Step 3: Background ratio estimation

For samples that arithmetic derivation could not fully resolve, background ratios are estimated from all samples where both components of a group are arithmetically known:

\[r_\text{clay/fines} = \text{median}\!\left(\frac{\text{Clay}}{\text{Clay} + \text{Silt}}\right)\] \[\qquad r_\text{gravel/coarse} = \text{median}\!\left(\frac{\text{Gravel}}{\text{Sand} + \text{Gravel}}\right)\]

A set of overall background proportions (Clay : Silt : Sand : Gravel) is also derived from samples where all four fractions are known, for use as a final fallback.

Step 4: Within-group background splits

If a group total (Fines or Coarse) is known but neither of its components could be derived arithmetically, the group total is split using the background ratios from Step 3.

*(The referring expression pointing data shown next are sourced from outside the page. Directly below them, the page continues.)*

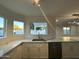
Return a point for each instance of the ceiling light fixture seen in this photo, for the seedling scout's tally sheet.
(36, 2)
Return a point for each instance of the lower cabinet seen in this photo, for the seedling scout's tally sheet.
(16, 53)
(70, 50)
(35, 50)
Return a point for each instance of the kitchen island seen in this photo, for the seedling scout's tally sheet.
(55, 49)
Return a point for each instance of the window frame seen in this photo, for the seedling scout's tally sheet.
(23, 28)
(5, 28)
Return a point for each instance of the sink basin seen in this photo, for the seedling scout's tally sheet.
(38, 40)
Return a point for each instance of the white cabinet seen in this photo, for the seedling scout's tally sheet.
(35, 50)
(70, 49)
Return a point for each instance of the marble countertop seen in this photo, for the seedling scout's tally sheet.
(6, 48)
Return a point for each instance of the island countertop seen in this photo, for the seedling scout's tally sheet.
(6, 48)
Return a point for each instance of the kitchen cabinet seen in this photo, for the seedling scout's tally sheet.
(70, 50)
(15, 53)
(35, 50)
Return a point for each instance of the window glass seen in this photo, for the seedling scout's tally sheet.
(18, 27)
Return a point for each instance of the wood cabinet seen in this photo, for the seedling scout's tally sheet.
(16, 53)
(70, 49)
(35, 50)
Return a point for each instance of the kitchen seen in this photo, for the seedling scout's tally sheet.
(38, 29)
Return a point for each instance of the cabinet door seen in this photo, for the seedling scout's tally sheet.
(31, 50)
(25, 52)
(67, 50)
(44, 50)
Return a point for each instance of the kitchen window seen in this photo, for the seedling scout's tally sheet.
(18, 28)
(66, 30)
(2, 27)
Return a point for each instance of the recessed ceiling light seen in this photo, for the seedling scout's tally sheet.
(57, 20)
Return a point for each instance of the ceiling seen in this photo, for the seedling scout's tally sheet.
(55, 8)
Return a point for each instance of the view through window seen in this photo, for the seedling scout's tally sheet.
(18, 27)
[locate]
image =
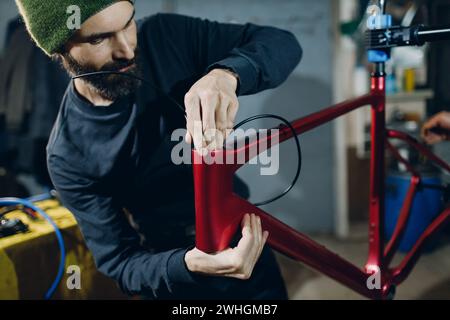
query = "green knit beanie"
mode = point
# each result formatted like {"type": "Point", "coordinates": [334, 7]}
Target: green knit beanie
{"type": "Point", "coordinates": [47, 20]}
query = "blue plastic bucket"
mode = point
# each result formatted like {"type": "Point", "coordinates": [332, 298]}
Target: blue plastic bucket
{"type": "Point", "coordinates": [426, 206]}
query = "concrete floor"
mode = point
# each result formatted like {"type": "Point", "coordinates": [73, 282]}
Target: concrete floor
{"type": "Point", "coordinates": [430, 278]}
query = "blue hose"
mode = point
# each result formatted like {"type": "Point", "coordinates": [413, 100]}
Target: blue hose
{"type": "Point", "coordinates": [29, 204]}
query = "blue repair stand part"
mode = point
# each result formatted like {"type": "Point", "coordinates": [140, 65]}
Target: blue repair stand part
{"type": "Point", "coordinates": [427, 205]}
{"type": "Point", "coordinates": [379, 22]}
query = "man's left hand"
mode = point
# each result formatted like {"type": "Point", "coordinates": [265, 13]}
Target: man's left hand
{"type": "Point", "coordinates": [211, 108]}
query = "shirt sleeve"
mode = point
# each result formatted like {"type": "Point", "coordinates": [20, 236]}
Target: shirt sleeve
{"type": "Point", "coordinates": [114, 244]}
{"type": "Point", "coordinates": [262, 56]}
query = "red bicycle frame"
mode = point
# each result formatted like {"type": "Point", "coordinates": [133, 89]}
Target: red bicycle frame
{"type": "Point", "coordinates": [219, 210]}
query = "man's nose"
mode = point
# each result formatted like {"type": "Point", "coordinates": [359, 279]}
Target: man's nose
{"type": "Point", "coordinates": [122, 48]}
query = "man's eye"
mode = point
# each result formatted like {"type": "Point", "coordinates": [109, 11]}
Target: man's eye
{"type": "Point", "coordinates": [96, 41]}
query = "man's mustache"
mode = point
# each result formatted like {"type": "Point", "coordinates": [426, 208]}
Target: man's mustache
{"type": "Point", "coordinates": [116, 66]}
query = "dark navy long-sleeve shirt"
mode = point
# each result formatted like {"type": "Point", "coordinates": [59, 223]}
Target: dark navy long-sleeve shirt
{"type": "Point", "coordinates": [103, 160]}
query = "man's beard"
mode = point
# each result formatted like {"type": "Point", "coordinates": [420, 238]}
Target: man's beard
{"type": "Point", "coordinates": [110, 87]}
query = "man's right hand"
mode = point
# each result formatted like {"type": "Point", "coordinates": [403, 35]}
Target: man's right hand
{"type": "Point", "coordinates": [439, 121]}
{"type": "Point", "coordinates": [235, 262]}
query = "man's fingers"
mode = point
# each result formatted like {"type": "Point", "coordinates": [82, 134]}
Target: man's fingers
{"type": "Point", "coordinates": [221, 118]}
{"type": "Point", "coordinates": [231, 114]}
{"type": "Point", "coordinates": [194, 122]}
{"type": "Point", "coordinates": [209, 106]}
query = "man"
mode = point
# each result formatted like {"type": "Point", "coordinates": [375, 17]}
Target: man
{"type": "Point", "coordinates": [437, 128]}
{"type": "Point", "coordinates": [109, 152]}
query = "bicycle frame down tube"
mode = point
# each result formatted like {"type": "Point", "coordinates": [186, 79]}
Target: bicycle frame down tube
{"type": "Point", "coordinates": [219, 211]}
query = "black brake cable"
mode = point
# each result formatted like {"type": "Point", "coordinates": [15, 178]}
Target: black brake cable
{"type": "Point", "coordinates": [262, 116]}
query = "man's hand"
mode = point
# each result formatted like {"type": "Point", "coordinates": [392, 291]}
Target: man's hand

Step 5: General background imputation

Any fraction still unknown after Steps 2–4 is assigned a share of the remaining percentage budget (100 % minus the sum of known fractions). The share is proportional to that fraction’s background weight. Fractions already resolved are never modified at this stage.


Quality Confidence Flag

Every sample receives a single qc_confidence rating based on accumulated penalty points from the three pre-processing steps.

Source Penalty points
Sum of fractions 100–101 % (minor rounding) +1
Sum of fractions 101–110 % (moderate conflict) +2
Sum of fractions 110–200 % (serious conflict) +3
Sum of fractions > 200 % (likely multiple errors) +4
Decimal-point correction applied (Step 0b) +1
Redundant aggregate removed (Step 0c) +1
Total penalty qc_confidence Interpretation
0 high No data quality issues detected
1 medium One minor issue (e.g. rounding-only excess or one decimal correction)
2 low Two minor or one moderate issue
3 very_low Substantial conflict in the original data; values corrected by rescaling
4 or more unreliable Severe conflict; results may not be reliable

Researchers are encouraged to filter on qc_confidence according to the requirements of their analysis. A common starting point is to retain "high" and "medium" samples for quantitative work, and to inspect "low" samples on a case-by-case basis.


Derivation Method Labels

In addition to the confidence flag, each of the four output fractions carries a label describing how it was derived:

Method Meaning
direct The fraction was measured directly in the original data
arithmetic The fraction was calculated from other measurements using mass-balance arithmetic (no assumptions about composition)
background At least one background ratio or overall proportion was required to estimate this fraction

Data Availability

A tab-delimited files containing particle fractions is available for download at the following location.

Column Definition

The final exported dataset contains one row per sample × sediment layer. The columns are described below.

Column Type Description
sample_id character Unique sample identifier, linking to the broader dataset
sediment_no integer Sediment layer number within the core (1 = topmost measured layer)
clay_pct numeric Clay fraction (< 2 µm), as a percentage of the total sediment
silt_pct numeric Silt fraction (2–63 µm), as a percentage
sand_pct numeric Sand fraction (63–2000 µm), as a percentage
gravel_pct numeric Gravel fraction (> 2000 µm), as a percentage
total_pct numeric Sum of the four fractions; equals 100 % for all fully processed samples
clay_method character Derivation method for clay: 'direct', 'arithmetic', or 'background'
silt_method character Derivation method for silt
sand_method character Derivation method for sand
gravel_method character Derivation method for gravel
any_op_adjusted logical TRUE if any input measurement had a non-exact operator (i.e. '<', '>', or 'ND')
qc_confidence factor Data quality confidence level: 'high', 'medium', 'low', 'very_low', or 'unreliable'
Note

Fractions estimated using background ratios (method = "background") are model-derived and carry more uncertainty than directly measured or arithmetically derived values. The qc_confidence column summarises the overall reliability of each row and should be the primary filter applied before analysis.